(SeaPRwire) –   Pada hari Selasa, Toyota mengeluarkan nasihat “jangan dikendarai” untuk kendaraan Corolla tahun 2003-2004, Corolla Matrix tahun 2003-2004, dan model RAV4 tahun 2004-2005 karena penggunaan kantong udara Takata yang dapat meledak dan membunuh mereka. Ini terjadi setelah penarikan yang jauh lebih besar diumumkan pada bulan Desember, yang juga melibatkan kantong udara kendaraan.

“Jika kantong udara mengembang, bagian di dalamnya lebih mungkin meledak dan mengeluarkan pecahan logam tajam yang dapat menyebabkan CEDERA SERIUS atau KEMATIAN,” tulis pembuat mobil Jepang itu dalam bahasa Inggris.

Toyota mengatakan akan memperbaiki atau mengganti kantong udara secara gratis. Selain 50.000 kendaraan di A.S., juga ditarik di Kanada.

Toyota telah menyarankan pelanggan untuk tidak mengendarai kendaraan mereka ke dealer mereka dan bahwa pembuat mobil akan menawarkan perbaikan keliling di lokasi kendaraan atau layanan penarik. Jika Anda memiliki kendaraan yang terkena dampak, Anda dapat mempelajari lebih lanjut dengan memasukkan nomor identifikasi kendaraan Anda di situs.

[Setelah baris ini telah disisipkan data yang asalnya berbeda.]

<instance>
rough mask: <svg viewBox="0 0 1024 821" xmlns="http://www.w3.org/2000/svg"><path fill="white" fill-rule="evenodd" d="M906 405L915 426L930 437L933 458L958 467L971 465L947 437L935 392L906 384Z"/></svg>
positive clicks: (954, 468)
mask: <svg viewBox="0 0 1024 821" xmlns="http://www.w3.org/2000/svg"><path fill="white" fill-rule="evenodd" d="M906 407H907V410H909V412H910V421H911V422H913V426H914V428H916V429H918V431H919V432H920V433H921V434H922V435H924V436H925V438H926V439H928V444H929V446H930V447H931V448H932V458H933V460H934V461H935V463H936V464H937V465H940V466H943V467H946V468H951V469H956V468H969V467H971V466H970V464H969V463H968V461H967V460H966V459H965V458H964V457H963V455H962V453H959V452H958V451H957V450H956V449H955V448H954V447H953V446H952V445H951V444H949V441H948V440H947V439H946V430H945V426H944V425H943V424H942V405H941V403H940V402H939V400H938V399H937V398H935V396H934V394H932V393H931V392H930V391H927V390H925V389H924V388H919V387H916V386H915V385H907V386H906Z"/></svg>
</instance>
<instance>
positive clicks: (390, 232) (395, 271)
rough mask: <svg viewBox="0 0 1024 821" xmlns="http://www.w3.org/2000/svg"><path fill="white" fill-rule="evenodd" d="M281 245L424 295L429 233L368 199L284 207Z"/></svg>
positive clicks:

Kantong udara Takata telah menyebabkan salah satu penarikan terbesar dalam sejarah kendaraan bermotor, yang berdampak pada lebih dari 100 juta produk dan lebih dari 20 produsen mobil. Departemen Perhubungan A.S. mengatakan bahwa kantong udara ini telah menyebabkan kematian di Amerika Serikat sejak diperkenalkan.

Bertahun-tahun penarikan, tuntutan hukum, dan penyelidikan kriminal di A.S. menyaksikan Takata bangkrut pada tahun 2017. Asetnya dijual ke Key Safety Systems milik Tiongkok.

Penarikan terbaru terjadi di tengah perjuangan lain untuk Toyota. Pembuat mobil Jepang itu mengatakan pada hari Senin bahwa mereka akan menarik berbagai model dengan mesin diesel setelah mengetahui perusahaan telah menyesatkan pejabat Jepang atas uji sertifikasi. Model yang terpengaruh termasuk Toyota Land Cruiser 300 dan truk pikap Toyota Hilux yang dijual di Afrika, Asia, dan Eropa, serta Toyota Innova yang dijual di Asia, kata Washington Post.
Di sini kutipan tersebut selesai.